Em entrevista para meio de comunicação argentino, a ex-presidenta fala sobre a crise que vive o Brasil, relação com a Argentina e sobre o golpe que sofreu em 2016
La Pizarra
Buenos Aires

Tradução:

Em entrevista à Radiola Pizarra, meio de comunicação argentino, Dilma Rousseff, ex-presidenta da República Federativa do Brasil, falou sobre coronavírus, seu ativismo político na ditadura militar brasileira, sua carreira política e sobre o Golpe de Estado que sofreu em 2016.

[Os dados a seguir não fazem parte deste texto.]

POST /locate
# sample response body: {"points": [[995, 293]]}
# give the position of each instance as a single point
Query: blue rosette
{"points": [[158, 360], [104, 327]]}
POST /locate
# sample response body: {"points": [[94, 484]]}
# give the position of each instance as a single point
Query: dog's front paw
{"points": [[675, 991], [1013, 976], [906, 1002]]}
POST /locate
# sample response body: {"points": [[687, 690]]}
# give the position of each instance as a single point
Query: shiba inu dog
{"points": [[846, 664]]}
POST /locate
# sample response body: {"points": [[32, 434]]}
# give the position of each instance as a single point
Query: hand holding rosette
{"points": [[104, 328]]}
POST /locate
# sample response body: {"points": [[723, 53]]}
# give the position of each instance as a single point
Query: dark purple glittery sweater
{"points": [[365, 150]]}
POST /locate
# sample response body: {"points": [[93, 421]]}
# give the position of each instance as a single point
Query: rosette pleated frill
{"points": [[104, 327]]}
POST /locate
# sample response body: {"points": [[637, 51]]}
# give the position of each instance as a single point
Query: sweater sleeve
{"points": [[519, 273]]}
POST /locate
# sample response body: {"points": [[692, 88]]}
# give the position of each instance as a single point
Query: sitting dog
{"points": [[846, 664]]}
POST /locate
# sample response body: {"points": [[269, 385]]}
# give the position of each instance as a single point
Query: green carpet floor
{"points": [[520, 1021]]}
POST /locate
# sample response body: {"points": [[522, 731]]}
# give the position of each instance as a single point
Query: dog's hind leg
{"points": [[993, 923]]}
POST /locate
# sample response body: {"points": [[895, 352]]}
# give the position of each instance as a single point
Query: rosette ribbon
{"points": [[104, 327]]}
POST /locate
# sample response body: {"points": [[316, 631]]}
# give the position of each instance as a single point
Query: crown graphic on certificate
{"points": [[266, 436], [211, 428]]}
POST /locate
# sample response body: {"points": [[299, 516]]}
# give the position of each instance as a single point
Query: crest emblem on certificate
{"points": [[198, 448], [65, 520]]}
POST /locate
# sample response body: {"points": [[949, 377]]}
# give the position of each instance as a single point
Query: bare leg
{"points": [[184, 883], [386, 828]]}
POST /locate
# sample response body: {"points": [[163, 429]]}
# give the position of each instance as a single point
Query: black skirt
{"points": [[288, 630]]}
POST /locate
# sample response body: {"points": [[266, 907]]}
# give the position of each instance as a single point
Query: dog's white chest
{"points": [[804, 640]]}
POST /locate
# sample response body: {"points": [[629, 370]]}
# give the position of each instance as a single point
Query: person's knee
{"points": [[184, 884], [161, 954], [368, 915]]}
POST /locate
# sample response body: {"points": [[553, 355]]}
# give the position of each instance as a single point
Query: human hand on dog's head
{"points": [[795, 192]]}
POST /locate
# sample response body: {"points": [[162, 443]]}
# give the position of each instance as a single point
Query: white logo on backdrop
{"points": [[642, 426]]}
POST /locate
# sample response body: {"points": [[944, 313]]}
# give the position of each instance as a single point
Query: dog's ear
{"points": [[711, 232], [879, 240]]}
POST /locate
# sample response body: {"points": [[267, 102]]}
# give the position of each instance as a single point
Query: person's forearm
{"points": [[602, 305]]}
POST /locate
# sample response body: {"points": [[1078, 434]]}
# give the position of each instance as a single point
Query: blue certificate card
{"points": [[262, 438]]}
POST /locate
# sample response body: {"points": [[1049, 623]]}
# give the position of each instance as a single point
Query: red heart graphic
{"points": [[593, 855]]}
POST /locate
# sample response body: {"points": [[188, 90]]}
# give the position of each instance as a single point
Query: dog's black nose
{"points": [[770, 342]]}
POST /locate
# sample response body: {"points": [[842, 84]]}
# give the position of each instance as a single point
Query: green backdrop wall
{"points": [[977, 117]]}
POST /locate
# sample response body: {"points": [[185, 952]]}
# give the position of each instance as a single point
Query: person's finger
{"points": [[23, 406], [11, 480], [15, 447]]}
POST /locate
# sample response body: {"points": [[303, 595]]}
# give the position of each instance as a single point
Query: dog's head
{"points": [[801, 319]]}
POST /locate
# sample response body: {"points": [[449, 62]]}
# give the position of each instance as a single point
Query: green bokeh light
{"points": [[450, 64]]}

A brasileira também foi questionada sobre a crise sanitária que está acontecendo aqui no Brasil e a entrevista também tratou de nomes como Jair Bolsonaro, Alberto Fernández e Mauricio Macri.

Confira:

Em entrevista para meio de comunicação argentino, a ex-presidenta fala sobre a crise que vive o Brasil, relação com a Argentina e sobre o golpe que sofreu em 2016

Ricardo Stuckert
“Bolsonaro é a saída neofascista que viabiliza uma agenda neoliberal.”

Sobre seu ativismo político na clandestinidade e na tortura

Eu cresci naquela época em que os governos progressistas que haviam construído os Estados Nacionais, como Perón na Argentina e Getúlio Vargas no Brasil e seus sucessores, foram impedidos de governar por golpes de estado militares. 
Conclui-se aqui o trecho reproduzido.